Realtime node taking too long to persistAndMerge

I am ingesting data from Kafka using Kafka Firehose API. There are around 5 million to 10 million events/ logs in 1 hour. I have 24 partitions in Kafka which are evenly distributed on 4 Realtime nodes.
Most of the dimensions have low cardinality, but some of the dimensions ( around 4-5) in the data have very high cardinality i.e. around 70-80% of the total rows. Real-time node is taking too long to merge and persist the segments - sometimes it takes around 30 minutes to process one high cardinality dimension and there are 15-20 intermediate partitions.

My nodes have 8 cores, 16 GB RAM and SSDs, other configs can be found below.

-----Data_realtime_spec.json -

“metricsSpec”: [

{

“type”: “count”,

“name”: “count”

},

{

“type”: “hyperUnique”,

“name”: “DistinctVisitors”,

“fieldName”: “visitor_id”

}

],

“granularitySpec”: {

“type”: “uniform”,

“segmentGranularity”: “HOUR”,

“queryGranularity”: “HOUR”

}

“tuningConfig”: {

“type”: “realtime”,

“maxRowsInMemory”: 200000,

“intermediatePersistPeriod”: “PT15m”,

“windowPeriod”: “PT20m”,

“basePersistDirectory”: “/tmp/realtime/basePersist”,

“rejectionPolicy”: {

“type”: “serverTime”

},

“shardSpec”: {

“type”: “linear”,

“partitionNum”: 4

}

}

---- Realtime/runtime.properties -

druid.processing.buffer.sizeBytes=500000000

druid.processing.numThreads=5

  1. What is the best possible configurations given the current System limitations- JVM heap size, Max direct memory size, druid.processing.buffer.sizeBytes, druid.processing.numThreads, maxRowsInMemory, intermediatePersistPeriod, windowPeriod and other configs?

  2. Do I need to upgrade the nodes ( more RAM etc.) and if yes, how much?

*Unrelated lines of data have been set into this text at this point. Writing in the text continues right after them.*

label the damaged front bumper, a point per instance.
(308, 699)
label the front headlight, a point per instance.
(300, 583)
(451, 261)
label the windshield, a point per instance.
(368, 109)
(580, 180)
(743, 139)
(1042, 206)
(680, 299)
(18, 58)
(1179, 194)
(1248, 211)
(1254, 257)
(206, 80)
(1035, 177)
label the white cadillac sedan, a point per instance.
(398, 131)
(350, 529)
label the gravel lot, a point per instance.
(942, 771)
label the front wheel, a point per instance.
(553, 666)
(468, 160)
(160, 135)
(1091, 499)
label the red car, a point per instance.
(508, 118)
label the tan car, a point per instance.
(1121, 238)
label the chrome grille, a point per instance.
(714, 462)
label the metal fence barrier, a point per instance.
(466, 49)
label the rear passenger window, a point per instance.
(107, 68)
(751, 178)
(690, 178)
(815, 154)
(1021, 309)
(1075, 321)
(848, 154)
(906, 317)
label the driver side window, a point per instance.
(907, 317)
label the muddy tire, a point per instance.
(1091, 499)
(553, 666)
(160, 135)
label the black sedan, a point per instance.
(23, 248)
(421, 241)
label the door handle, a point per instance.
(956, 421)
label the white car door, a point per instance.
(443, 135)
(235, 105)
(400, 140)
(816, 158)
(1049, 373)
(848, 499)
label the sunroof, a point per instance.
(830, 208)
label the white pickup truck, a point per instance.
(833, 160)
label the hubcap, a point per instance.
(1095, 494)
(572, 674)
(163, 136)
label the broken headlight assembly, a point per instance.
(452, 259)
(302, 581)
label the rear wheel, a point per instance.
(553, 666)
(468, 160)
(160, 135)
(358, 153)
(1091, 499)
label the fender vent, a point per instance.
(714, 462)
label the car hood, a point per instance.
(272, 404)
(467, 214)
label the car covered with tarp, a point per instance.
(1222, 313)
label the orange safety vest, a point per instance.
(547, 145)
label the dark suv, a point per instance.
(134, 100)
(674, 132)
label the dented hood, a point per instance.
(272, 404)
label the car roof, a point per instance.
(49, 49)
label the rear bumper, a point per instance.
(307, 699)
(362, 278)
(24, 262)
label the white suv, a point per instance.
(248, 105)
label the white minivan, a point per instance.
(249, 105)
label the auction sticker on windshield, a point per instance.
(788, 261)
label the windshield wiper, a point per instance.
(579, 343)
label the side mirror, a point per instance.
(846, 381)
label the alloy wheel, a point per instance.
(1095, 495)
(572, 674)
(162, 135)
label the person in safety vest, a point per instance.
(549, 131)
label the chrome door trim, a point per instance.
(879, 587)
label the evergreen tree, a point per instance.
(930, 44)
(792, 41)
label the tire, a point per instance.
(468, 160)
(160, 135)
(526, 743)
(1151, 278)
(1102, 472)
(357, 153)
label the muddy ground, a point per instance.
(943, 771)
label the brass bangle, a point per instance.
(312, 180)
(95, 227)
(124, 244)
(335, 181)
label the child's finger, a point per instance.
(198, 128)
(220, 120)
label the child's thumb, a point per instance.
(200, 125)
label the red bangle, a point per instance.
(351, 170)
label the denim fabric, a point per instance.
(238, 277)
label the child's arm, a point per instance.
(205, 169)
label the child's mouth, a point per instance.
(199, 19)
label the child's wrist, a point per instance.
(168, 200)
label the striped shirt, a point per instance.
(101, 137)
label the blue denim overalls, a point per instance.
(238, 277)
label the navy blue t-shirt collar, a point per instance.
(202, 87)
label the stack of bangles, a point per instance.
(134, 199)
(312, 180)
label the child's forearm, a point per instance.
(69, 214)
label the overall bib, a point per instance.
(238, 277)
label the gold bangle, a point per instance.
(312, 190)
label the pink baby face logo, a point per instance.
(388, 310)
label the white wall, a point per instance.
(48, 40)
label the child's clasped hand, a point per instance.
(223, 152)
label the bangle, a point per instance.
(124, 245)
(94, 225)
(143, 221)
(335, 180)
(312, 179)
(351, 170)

This https://github.com/druid-io/druid/pull/1725 is probably partially at play here.

In general, your lowest hanging fruit for reducing the merge and push is to reduce the cardinality each realtime segment handles, either through changing how you distribute the data or increasing the number of realtime indexing tasks (assuming the cardinality each one handles is also reduced).

Indexing of high cardinality dimensions is a bit of a pain point right now, and something that hasn’t been fully optimized yet. I suspect this is because the high cardinality dimension values are kept as memory mapped bytes and not cached as strings, which makes some of the compares that occur during indexing very expensive to do over and over and over (they must be converted from bytes to strings every time). GC pressure is already pretty high during that final step and adding in string caching (from a development side) has to be done very carefully to not blow the heap limitations.

If you have the ability to limit the cardinality of the dimensions for a particular segment (example: send to a realtime indexing instance based on a hash of your highest cardinality dimension) it might help a bit.

What you are experiencing with indexing high cardinality dimensions is a known pain point right now, and long persist and merge times are something we experience internally as well.

Hi Saksham, are those 10 million events after rollup? As in, each RT node is handling around 2.5M events per hour?

Do you happen to have the logs around long merge times? As the merge and persists occur, there should be periodic printouts of how long each step is taking. Those numbers will be interesting.